I criteri che presiedono la definizione del valore guida nel caso di sostanze per le quali è evidenziato un nesso di causalità tra effetto osservato e dose di esposizione, individuano un livello al quale non sussista pericolo per la salute, mentre nel caso di composti cancerogeni o mutageni per il quale non può definirsi un valore di soglia per la manifestazione degli effetti si stima un valore guida associabile a livelli di rischio ritenuti accettabili, sulla base del principio di precauzione. In questo contesto la ricerca scientifica applicata alle valutazioni tossicologiche o epidemiologiche è determinante per garantire un adeguato livello di protezione della salute e i progressi nello stato delle conoscenze sono continuamente trasposti nelle revisioni delle valutazioni OMS per la qualità delle acque potabili.

Acqua rubinetto vs acqua in bottiglia

L’acqua del rubinetto

Controllata più di 4 volte l’anno

Deve essere potabilizzata con un processo di clorazione per eliminare il rischio di contaminazione batterica

Basso costo

Rispetto dell’ambiente

L’acqua in bottiglia

Controllata 1 volta all’anno

Costi elevati

Soggetta a potenziali problematiche relative allo stoccaggio delle bottiglie in ambienti non conformi con possibili effetti negativi per la salute umana

Inquinante per l’ambiente a causa di bottiglie di plastica, costi di trasporto ed emissioni

Ricordiamo in particolare che le bottiglie di plastica sono costituite da PET, che se esposto ai raggi solari può rilasciare addittivi e sostanze che alterano le caratteristiche dell’acqua rendendole potenzialmente dannose per la salute umana.
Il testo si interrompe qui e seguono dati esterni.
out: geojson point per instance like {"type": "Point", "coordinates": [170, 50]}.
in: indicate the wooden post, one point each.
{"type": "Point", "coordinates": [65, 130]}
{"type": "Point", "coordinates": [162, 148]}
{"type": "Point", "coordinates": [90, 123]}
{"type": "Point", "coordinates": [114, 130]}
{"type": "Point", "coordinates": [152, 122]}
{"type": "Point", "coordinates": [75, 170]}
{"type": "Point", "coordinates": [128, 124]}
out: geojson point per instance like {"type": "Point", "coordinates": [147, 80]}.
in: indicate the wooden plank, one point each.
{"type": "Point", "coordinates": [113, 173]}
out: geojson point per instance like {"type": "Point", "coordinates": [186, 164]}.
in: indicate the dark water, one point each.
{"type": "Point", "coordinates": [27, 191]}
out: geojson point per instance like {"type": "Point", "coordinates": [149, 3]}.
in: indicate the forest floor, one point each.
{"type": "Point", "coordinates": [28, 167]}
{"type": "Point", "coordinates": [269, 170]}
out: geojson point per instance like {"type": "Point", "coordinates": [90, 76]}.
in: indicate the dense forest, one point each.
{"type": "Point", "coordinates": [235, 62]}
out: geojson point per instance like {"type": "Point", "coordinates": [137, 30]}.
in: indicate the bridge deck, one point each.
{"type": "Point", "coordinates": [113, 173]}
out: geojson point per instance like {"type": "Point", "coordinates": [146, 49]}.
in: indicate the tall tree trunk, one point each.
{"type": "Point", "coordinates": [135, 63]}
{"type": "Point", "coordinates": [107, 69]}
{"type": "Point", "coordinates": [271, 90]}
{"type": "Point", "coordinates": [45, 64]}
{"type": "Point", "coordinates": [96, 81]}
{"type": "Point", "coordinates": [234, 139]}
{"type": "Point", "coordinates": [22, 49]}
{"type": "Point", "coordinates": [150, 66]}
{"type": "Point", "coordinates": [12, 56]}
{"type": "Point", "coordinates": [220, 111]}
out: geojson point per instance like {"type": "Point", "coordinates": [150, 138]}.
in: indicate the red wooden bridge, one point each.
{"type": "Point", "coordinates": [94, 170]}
Le condizioni atmosferiche esterne o l’impatto con i raggi solari può costituire un potenziale pericolo per la salute, in quanto sono possibili fenomeni chimici di alterazione dei contenitori e, di conseguenza, del loro contenuto.

Un consiglio importante: è sempre meglio consumare l’acqua del rubinetto (o delle casette dell’acqua) in giornata, senza fare scorte, in quanto bottiglie e caraffe, anche se ben lavate, non sono sterili. Si potrebbero infatti formare batteri in grado di deteriorare la qualità dell’acqua.